Se escucharon murmullos de protesta, que sofocó con el fuego que brotaba de sus ancianos ojos, y continuó:

—Sí, me repugnáis. Esta familia tiene un heredero ahora porque este hombre arriesgó su vida y mantuvo su palabra de honor. Entró en nuestra ciudad, pasó junto a un centenar de elfos o más que podrían haberlo matado, que lo habrían matado de haber sabido quién era en realidad, sólo porque Iymbryl se lo pidió. Y, gracias a que mantiene la palabra dada a aquellos que no son de su familia ni su raza, a aquellos a quienes apenas conoce, y a que se atrevió a asumir esta tarea, los recuerdos de esta Casa, los pensamientos de nuestros antepasados no se han perdido, y podemos mantener el puesto que nos corresponde en el reino como primera Casa. Todo gracias a este humano, cuyo nombre ni siquiera sabemos.

—No obstante —empezó su hermana Namyriitha—, nos...

—No he terminado —dijo él, en un tono frío como el acero—. Escuchas menos aun que los jóvenes, hermana.

Si la ocasión hubiera sido menos importante y el aire no hubiera rebosado tanta tensión y temor, los allí reunidos habrían encontrado muy divertida la visión de la sarcástica matriarca abriendo y cerrando la boca en silencio como un pez fuera del agua, con el rostro congestionado. Sin embargo, nadie le dedicó ni una mirada; todos los ojos estaban fijos en Naeryndam, el alastrarrano vivo de más edad.

—El humano invocó nuestra ley —siguió categórico el anciano—. Jovencitos, prestad mucha atención. La ley es exactamente eso: la
ley
, una cosa que no permite que se la amañe o se la deje a un lado. Si lo hacemos, no somos mejores que el más brutal de los ruukhas o el humano menos honrado. No permaneceré ocioso, permitiendo que gentes que llevan la sangre de Thurruvyn dejen en mal lugar el honor de nuestra Casa... y nuestra raza. Si queréis atacar al humano, primero debéis derrotarme a mí.
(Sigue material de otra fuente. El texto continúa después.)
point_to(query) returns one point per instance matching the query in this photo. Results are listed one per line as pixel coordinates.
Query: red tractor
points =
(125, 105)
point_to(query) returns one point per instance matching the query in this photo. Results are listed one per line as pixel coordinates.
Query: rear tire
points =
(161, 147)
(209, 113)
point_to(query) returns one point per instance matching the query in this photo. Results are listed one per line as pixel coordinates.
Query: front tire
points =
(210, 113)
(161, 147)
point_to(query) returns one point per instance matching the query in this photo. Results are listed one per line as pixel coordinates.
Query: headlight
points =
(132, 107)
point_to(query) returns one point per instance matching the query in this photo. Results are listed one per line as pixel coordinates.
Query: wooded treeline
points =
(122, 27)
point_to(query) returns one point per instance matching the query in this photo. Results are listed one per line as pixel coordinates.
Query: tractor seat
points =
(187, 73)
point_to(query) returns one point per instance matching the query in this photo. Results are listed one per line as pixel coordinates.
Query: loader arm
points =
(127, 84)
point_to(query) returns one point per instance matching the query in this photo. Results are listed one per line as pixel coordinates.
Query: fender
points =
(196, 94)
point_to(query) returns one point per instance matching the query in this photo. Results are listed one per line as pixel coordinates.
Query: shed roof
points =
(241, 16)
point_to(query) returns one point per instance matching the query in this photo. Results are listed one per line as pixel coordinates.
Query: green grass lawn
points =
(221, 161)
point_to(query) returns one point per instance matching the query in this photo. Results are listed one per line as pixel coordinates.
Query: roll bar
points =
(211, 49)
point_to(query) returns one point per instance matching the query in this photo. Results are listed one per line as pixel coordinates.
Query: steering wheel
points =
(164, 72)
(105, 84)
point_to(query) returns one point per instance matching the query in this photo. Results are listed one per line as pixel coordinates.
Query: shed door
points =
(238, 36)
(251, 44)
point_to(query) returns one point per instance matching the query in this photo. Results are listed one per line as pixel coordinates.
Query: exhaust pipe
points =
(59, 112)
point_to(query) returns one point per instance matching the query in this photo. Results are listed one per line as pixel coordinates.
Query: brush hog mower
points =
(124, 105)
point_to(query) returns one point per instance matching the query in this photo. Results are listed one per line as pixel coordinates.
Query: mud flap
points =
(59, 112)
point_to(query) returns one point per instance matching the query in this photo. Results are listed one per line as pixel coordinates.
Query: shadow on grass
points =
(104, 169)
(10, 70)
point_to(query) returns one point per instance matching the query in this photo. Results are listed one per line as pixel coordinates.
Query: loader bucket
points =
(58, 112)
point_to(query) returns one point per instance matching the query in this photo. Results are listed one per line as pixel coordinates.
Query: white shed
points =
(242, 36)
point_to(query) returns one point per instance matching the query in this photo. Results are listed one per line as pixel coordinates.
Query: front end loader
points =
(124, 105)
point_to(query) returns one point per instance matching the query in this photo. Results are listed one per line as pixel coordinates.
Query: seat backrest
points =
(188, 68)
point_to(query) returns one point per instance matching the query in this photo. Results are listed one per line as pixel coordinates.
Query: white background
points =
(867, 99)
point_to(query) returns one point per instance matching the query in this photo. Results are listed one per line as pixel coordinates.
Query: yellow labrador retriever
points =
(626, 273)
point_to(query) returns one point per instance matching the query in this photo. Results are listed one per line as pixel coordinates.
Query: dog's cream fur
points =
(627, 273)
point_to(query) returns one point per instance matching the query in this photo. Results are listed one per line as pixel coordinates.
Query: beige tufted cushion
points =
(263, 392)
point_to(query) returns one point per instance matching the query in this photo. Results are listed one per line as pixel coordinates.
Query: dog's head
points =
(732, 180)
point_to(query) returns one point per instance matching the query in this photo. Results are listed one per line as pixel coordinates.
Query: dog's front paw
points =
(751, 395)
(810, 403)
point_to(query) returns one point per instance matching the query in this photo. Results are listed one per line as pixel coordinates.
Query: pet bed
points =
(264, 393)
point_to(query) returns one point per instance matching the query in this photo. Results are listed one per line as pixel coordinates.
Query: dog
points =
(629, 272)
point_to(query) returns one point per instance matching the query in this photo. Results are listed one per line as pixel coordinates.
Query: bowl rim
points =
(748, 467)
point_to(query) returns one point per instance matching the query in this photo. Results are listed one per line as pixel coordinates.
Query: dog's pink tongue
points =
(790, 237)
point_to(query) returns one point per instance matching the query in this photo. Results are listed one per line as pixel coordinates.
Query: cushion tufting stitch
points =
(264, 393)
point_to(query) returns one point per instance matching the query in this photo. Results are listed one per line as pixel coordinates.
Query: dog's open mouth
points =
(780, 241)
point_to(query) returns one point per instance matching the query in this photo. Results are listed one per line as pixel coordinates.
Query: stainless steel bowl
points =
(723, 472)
El silencio que siguió fue roto únicamente por un gemido surgido de debajo del anciano mago; el joven humano de cabellos negros y nariz afilada soltó un involuntario grito de dolor al moverse, y una mano bronceada y bastante sucia se cerró a ciegas sobre el tobillo elfo enfundado en una bota que tenía al lado. Ante aquello, un guerrero de los alastrarranos chilló y lanzó su espada.